La captura (BBC1)
Algunas personas se aburren fácilmente. A Paapa Essiedu, al parecer, realmente no le importan las secuelas. Protagoniza una serie y luego lo eliminan violentamente al comienzo de la siguiente.
Su personaje en Gangs Of London se arrojó desde una terraza en lugar de andar por ahí durante la segunda temporada. Ahora, en The Capture, interpreta al ambicioso político Isaac Turner, pero ni siquiera la promesa de convertirse en el “primer Primer Ministro negro” de Gran Bretaña es suficiente para mantenerlo en el programa.
La forma en que salió fue ciertamente dramática: un disparo en la cabeza durante una conferencia de prensa, segundos después de mostrar una sonrisa coqueta a la heroína antiterrorista Rachel Carey (Holliday Grainger). Esto le enseñará a no caer en el sexismo casual en el trabajo.
Essiedu ha sido elegido para interpretar al desdeñoso maestro de pociones Severus Snape en Hogwarts, en el próximo remake de Harry Potter para el canal de cable estadounidense HBO. Esperemos que no se expulse él mismo después del primer año.
Afortunadamente, a The Capture no le falta carisma en su reparto. Esta intrincada fantasía de conspiración, ambientada en una Gran Bretaña donde la IA puede reemplazar instantáneamente la televisión en vivo y las imágenes de vigilancia con videos profundamente falsos, es compulsivamente observable no por sus tortuosas tramas sino por sus estrellas.
Grainger tiene una habilidad excepcional para transmitir una gran cantidad de emociones con apenas un movimiento de su rostro. Rara vez grita y nunca recurre a gestos dramáticos, incluso cuando otros reciben disparos a su alrededor o ella misma está mirando el cañón de un arma.
Holliday Grainger tiene una habilidad excepcional para transmitir una gran cantidad de emociones con apenas un movimiento de su rostro.
Grainger interpreta a Rachel Carey junto a su coprotagonista Paapa Esssiedu como Isaac Turner en The Capture.
Sin este talento, su personaje podría parecer demasiado frío, demasiado competente y gélido. Grainger nos deja saber que detrás de las decisiones apresuradas y los chistes tontos, el comandante interino Carey está plagado de momentos de duda, debilidad y dolor traumatizado.

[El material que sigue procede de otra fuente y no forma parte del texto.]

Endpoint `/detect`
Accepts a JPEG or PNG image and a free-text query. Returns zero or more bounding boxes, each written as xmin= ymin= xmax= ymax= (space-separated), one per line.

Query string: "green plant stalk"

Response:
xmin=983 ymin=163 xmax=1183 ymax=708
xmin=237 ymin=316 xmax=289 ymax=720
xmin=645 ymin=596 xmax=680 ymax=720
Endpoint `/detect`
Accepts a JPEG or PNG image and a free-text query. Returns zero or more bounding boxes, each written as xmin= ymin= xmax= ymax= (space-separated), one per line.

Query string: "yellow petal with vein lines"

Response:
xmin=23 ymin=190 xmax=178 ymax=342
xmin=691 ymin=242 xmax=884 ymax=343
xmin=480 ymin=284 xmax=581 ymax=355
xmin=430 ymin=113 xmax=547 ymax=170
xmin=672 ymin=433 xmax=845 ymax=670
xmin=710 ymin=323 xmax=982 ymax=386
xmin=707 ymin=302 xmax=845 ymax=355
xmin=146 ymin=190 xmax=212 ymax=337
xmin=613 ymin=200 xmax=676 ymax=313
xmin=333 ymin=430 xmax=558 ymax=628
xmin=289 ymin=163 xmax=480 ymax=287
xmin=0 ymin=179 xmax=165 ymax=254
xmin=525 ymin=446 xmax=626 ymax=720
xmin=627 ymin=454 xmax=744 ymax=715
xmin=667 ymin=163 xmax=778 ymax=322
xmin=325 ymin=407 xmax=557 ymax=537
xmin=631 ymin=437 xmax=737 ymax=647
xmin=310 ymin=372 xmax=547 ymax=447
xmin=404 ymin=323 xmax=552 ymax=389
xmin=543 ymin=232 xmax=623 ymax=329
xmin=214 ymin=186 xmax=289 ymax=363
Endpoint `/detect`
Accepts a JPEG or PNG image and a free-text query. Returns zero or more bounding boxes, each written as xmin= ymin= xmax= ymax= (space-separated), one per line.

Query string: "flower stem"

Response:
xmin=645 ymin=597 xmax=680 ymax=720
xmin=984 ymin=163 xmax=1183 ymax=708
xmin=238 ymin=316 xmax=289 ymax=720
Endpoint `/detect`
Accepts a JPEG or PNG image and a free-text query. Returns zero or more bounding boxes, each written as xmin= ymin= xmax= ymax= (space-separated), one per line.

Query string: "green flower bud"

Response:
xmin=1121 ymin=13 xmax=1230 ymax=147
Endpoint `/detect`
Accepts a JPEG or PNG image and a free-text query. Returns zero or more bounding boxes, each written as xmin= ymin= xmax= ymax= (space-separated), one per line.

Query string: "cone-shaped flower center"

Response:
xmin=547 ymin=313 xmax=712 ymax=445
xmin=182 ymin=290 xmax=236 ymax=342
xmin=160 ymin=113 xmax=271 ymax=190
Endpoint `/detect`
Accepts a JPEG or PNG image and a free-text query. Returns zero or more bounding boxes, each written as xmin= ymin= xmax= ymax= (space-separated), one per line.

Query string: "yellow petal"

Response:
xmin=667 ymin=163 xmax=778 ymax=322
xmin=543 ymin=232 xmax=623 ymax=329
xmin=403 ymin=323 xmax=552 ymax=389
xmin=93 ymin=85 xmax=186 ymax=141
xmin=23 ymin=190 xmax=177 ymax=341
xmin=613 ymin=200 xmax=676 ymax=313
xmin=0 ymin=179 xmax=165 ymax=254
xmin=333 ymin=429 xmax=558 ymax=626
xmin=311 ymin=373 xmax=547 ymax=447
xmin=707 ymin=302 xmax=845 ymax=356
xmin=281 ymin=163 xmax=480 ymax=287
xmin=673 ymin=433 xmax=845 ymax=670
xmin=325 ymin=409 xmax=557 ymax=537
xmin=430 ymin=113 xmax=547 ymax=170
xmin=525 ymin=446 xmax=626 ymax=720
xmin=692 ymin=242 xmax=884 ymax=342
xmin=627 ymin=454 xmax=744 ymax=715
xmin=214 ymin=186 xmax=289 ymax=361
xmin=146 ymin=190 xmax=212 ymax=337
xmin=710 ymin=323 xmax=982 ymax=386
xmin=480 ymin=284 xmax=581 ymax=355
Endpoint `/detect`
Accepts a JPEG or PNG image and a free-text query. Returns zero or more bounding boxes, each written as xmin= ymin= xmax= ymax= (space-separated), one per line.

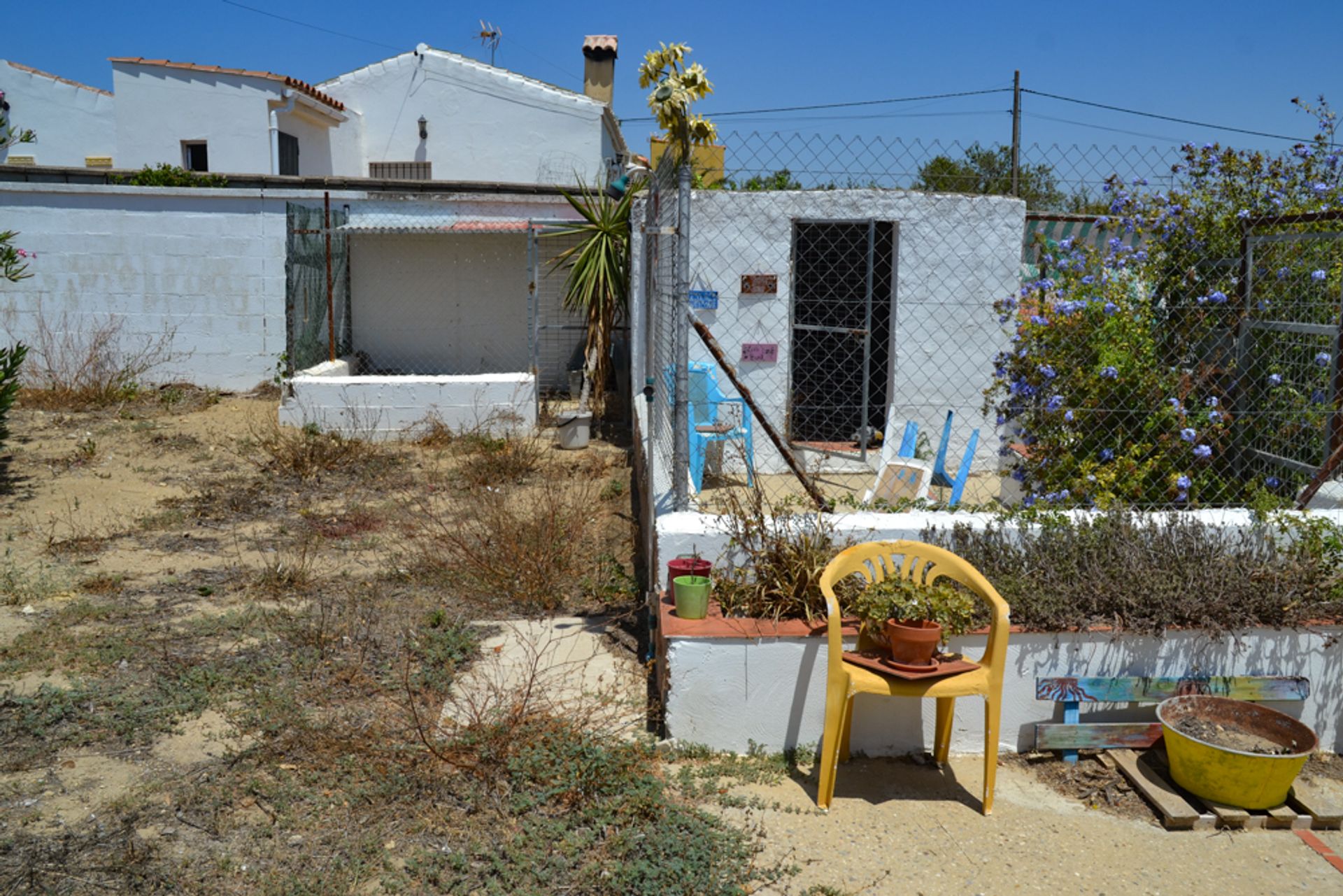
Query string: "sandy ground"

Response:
xmin=730 ymin=756 xmax=1343 ymax=896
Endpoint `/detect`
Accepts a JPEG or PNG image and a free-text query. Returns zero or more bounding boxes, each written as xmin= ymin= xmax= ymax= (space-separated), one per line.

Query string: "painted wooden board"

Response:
xmin=1035 ymin=676 xmax=1311 ymax=702
xmin=1264 ymin=804 xmax=1311 ymax=827
xmin=1111 ymin=750 xmax=1217 ymax=830
xmin=1200 ymin=798 xmax=1267 ymax=827
xmin=1035 ymin=721 xmax=1162 ymax=750
xmin=1286 ymin=782 xmax=1343 ymax=830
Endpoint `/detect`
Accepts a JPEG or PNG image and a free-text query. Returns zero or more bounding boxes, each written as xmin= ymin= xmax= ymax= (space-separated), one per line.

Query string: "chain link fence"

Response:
xmin=635 ymin=131 xmax=1343 ymax=511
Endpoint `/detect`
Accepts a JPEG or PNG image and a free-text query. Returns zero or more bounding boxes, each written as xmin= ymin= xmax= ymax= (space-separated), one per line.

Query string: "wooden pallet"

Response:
xmin=1108 ymin=750 xmax=1343 ymax=830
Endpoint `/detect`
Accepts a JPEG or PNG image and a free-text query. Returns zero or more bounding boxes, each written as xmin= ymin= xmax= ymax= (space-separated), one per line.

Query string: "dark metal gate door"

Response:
xmin=1234 ymin=212 xmax=1343 ymax=482
xmin=788 ymin=219 xmax=892 ymax=458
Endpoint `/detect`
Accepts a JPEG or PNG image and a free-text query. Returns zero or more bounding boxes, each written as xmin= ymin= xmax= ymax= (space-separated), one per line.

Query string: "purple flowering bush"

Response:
xmin=986 ymin=102 xmax=1343 ymax=506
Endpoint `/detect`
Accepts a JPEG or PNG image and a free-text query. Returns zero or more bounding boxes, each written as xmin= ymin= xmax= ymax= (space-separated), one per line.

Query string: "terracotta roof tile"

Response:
xmin=6 ymin=59 xmax=111 ymax=97
xmin=108 ymin=57 xmax=345 ymax=111
xmin=583 ymin=34 xmax=619 ymax=57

Si Amazon, que compró la franquicia de James Bond, decide que es hora de tener una mujer 007, ella sería mi primera opción.
Ben Miles interpreta a su predecesor, un villano travieso con una frase letal en sonrisas irónicas, y Ron Perlman regresa como un insufrible agente de la CIA con gusto por el whisky de malta y las amenazas de muerte.
Mención especial también para Adrian Rawlins, jefe de una investigación pública. Es uno de esos actores que te hace sentarte y decir: “¡Lo vi en algo!”. Se especializa en cameos que siempre dejan una impresión.
Todo ese poder estelar es suficiente para hacernos suspender nuestra incredulidad ante una premisa evidentemente ridícula. En la escena inicial, un asesino ruso con pómulos de plástico fue sorprendido tratando de evadir las cámaras de reconocimiento facial en Heathrow hackeándolas desde su teléfono.
¿Por qué se molestaría? Si quiere entrar ilegalmente al Reino Unido, todo lo que tiene que hacer es subir a un bote en Calais y la Fuerza Fronteriza lo escoltará antes de reservarle una habitación de hotel. Esto le ahorra al Kremlin muchos problemas.